5. Are all your systems running supported operating systems?

When Microsoft or Apple stops supporting an operating system, it stops receiving security patches. Any vulnerability discovered after that date remains permanently unpatched. Windows 10, for example, reaches end of support in October 2025.

Why it matters: Unsupported operating systems are low-hanging fruit for attackers and a red flag in any compliance audit. If you have machines running Windows 8.1, Windows 7, or Windows Server 2012, they need to be upgraded or isolated immediately.

6. Do you have a documented network diagram?

A network diagram shows every device, connection, and segment in your IT environment. It does not need to be fancy, but it needs to exist and be current. Without one, troubleshooting takes longer, security gaps go unnoticed, and new technology is deployed without understanding the full picture.
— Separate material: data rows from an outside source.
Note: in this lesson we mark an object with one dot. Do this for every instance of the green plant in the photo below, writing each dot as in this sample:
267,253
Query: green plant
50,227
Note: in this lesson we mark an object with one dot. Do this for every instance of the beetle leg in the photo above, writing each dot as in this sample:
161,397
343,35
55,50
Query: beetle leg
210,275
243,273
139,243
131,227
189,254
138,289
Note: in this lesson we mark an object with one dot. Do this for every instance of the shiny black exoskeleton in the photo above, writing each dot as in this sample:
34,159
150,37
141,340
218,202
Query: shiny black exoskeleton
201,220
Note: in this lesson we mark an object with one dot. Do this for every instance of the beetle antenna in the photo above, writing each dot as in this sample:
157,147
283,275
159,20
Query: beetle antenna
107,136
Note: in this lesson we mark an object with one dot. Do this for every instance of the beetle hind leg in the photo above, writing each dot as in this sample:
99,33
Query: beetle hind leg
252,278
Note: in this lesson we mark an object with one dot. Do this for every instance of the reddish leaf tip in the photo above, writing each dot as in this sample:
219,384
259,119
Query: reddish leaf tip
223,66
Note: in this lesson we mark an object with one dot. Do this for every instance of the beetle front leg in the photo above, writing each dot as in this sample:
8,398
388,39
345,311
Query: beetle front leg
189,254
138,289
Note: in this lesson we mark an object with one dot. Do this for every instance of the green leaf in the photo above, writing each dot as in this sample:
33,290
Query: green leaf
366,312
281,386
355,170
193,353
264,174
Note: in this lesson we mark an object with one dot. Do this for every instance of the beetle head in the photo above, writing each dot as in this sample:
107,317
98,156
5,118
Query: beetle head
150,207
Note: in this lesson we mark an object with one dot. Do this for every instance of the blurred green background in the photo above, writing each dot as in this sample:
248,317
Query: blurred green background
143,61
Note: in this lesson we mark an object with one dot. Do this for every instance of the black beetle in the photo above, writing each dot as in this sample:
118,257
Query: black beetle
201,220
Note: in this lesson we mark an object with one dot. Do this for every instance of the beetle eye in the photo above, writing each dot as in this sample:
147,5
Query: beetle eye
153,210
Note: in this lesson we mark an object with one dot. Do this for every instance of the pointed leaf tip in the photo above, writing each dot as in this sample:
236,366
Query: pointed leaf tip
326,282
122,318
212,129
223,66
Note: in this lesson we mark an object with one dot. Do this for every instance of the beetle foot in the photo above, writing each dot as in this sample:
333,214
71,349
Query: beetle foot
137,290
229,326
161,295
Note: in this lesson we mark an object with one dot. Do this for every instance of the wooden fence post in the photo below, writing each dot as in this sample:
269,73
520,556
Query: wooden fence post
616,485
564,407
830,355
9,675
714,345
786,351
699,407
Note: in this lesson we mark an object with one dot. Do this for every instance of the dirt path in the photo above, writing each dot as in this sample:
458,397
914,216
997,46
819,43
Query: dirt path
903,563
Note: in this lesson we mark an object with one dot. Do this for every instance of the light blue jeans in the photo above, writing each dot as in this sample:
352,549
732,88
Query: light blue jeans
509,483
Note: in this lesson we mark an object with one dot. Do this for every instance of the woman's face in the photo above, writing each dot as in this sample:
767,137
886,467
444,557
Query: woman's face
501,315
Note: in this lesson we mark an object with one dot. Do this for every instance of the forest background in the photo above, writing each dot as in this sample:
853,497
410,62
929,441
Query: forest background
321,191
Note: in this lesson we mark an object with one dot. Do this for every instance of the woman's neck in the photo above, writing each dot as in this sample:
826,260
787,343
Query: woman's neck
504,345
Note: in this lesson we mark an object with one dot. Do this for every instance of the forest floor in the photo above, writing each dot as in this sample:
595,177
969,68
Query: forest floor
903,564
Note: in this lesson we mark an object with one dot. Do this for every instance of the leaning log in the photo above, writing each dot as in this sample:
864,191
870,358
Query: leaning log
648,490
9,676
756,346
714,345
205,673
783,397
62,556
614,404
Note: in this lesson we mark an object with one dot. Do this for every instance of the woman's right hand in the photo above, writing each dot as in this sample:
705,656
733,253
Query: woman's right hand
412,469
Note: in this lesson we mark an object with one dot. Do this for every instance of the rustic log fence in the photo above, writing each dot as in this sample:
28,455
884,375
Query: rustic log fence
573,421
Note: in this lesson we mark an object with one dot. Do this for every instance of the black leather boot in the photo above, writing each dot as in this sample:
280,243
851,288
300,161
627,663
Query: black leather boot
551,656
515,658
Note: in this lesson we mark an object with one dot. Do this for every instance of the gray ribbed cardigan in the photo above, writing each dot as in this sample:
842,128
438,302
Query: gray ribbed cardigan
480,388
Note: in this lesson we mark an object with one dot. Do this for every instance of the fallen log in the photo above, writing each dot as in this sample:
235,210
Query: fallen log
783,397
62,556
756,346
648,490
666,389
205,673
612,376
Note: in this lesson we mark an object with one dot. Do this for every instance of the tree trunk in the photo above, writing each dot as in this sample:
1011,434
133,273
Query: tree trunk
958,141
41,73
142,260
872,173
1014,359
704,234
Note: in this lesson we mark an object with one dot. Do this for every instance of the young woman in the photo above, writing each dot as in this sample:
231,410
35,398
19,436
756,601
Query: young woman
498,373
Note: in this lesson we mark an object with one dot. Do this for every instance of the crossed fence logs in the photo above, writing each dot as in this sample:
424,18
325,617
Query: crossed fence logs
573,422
Why it matters: You cannot secure what you cannot see. A network diagram is also a requirement for HIPAA compliance and is the first thing any IT professional or auditor will ask for when evaluating your environment.

7. How quickly can you detect and respond to a security incident?

The average time to detect a breach in healthcare is over 200 days. Every day an attacker has access to your systems, they can steal more data, install more backdoors, and cause more damage. Detection speed directly correlates with breach severity.

Why it matters: If your only detection mechanism is an employee noticing something strange, you are relying on luck. Security monitoring tools, log analysis, and alerting systems dramatically reduce detection time.

8. What happens to an employee's IT access when they leave?

When someone resigns, is terminated, or changes roles, their access to email, systems, and data should be modified immediately. Delayed deprovisioning is one of the most common compliance findings and one of the easiest to fix.

Why it matters: A disgruntled former employee with active credentials is a serious threat. Even without malicious intent, orphaned accounts are targets for attackers who know they are less likely to be monitored.

9. Is your Wi-Fi network segmented?

Your guest Wi-Fi, employee devices, medical equipment, and servers should not all share the same network. Network segmentation isolates different types of traffic so that a compromise in one area does not automatically spread to others.

Why it matters: If a patient connects to your guest Wi-Fi with a malware-infected phone and your clinical systems are on the same network, those clinical systems are now at risk. Proper segmentation eliminates this attack path.

10. Do you have a written IT budget and replacement plan?

Technology is not a one-time purchase. Hardware ages out, software subscriptions renew, and security threats evolve. Organizations without an IT budget tend to underspend until a crisis forces emergency spending at premium prices.

Why it matters: A planned $1,200 workstation replacement is always cheaper than an emergency replacement that includes rush shipping, lost productivity, and data recovery. An IT budget lets you spread costs predictably and avoid the cycle of neglect and crisis.

How to Use These Results

Count how many of these questions you can answer with confidence:

• 8-10 confident answers: Your IT foundation is solid. Focus on continuous improvement and make sure your documentation stays current.
• 5-7 confident answers: You have meaningful gaps that should be addressed in the next quarter. Prioritize MFA, backup testing, and access reviews.
• Fewer than 5 confident answers: Your IT environment has significant risk exposure. A professional IT review will help you prioritize remediation and build a roadmap to a healthier state.